COS 105-5 - A new metric for trait-based investigations of niche assembly

Wednesday, August 8, 2012: 2:50 PM
D137, Oregon Convention Center
Rafael D'Andrea1, Annette M. Ostling1 and György Barabás2, (1)Ecology and Evolutionary Biology, University of Michigan, Ann Arbor, MI, (2)Ecology and Evolution, University of Chicago, Chicago, IL
Background/Question/Methods

The research I will be presenting focuses on identifying signatures of niche assembly in patterns of community structure in cases where transient regimes are important.

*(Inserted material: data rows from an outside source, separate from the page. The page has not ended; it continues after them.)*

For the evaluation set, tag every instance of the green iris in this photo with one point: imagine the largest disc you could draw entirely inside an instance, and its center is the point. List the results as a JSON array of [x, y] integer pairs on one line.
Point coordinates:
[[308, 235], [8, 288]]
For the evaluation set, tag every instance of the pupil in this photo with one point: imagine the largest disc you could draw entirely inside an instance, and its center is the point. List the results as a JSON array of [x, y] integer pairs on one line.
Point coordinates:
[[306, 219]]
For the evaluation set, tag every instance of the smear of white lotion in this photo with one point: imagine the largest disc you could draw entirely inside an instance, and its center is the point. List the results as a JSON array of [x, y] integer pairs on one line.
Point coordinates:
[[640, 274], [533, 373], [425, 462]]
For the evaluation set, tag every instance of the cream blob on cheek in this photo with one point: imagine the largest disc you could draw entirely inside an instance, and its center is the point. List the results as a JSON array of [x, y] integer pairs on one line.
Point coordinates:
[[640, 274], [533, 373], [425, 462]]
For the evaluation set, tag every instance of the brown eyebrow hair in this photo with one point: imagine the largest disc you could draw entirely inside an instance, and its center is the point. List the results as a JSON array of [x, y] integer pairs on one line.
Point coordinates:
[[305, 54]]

Existing indices of community assembly processes have met with limited success in demonstrating niche partitioning in real-world communities. Such metrics concentrate on equilibria of a deterministic niche axis model, where coexisting species are expected to disperse evenly along niche axes, in a pattern generally called limiting similarity. One possible reason for the mixed results is that transient states may be more relevant in nature than commonly appreciated. The transient regime in MacArthur and Levins’ 1967 model has been shown in the recent literature to be characterized by clumps of similar species rather than limiting similarity. Additionally, our own recent work shows that these clumps created by transient dynamics are a persistent pattern in a stochastic version of the model with immigration. Further study is needed, however, to connect these theoretical developments with the empirical realm. In particular, we need metrics more fully reflective of patterns of species abundance and trait dispersion under niche assembly.

Results/Conclusions

In this work, we combine patterns of species abundances and trait dispersion observed in simulations of a few different niche models to propose a test more powerful than alternative metrics to detect niche processes when stochasticity and transient regimes are important. The proposed new metric picks up on the periodicity in species abundances along the trait axis, thus capturing the presence of both clumping of species (niches) and structure within the clumps. It is therefore more reflective of the pattern associated with transient dynamics than other metrics created with the equilibria of deterministic niche models in mind, such as the coefficient of variation among nearest-neighbor trait distances.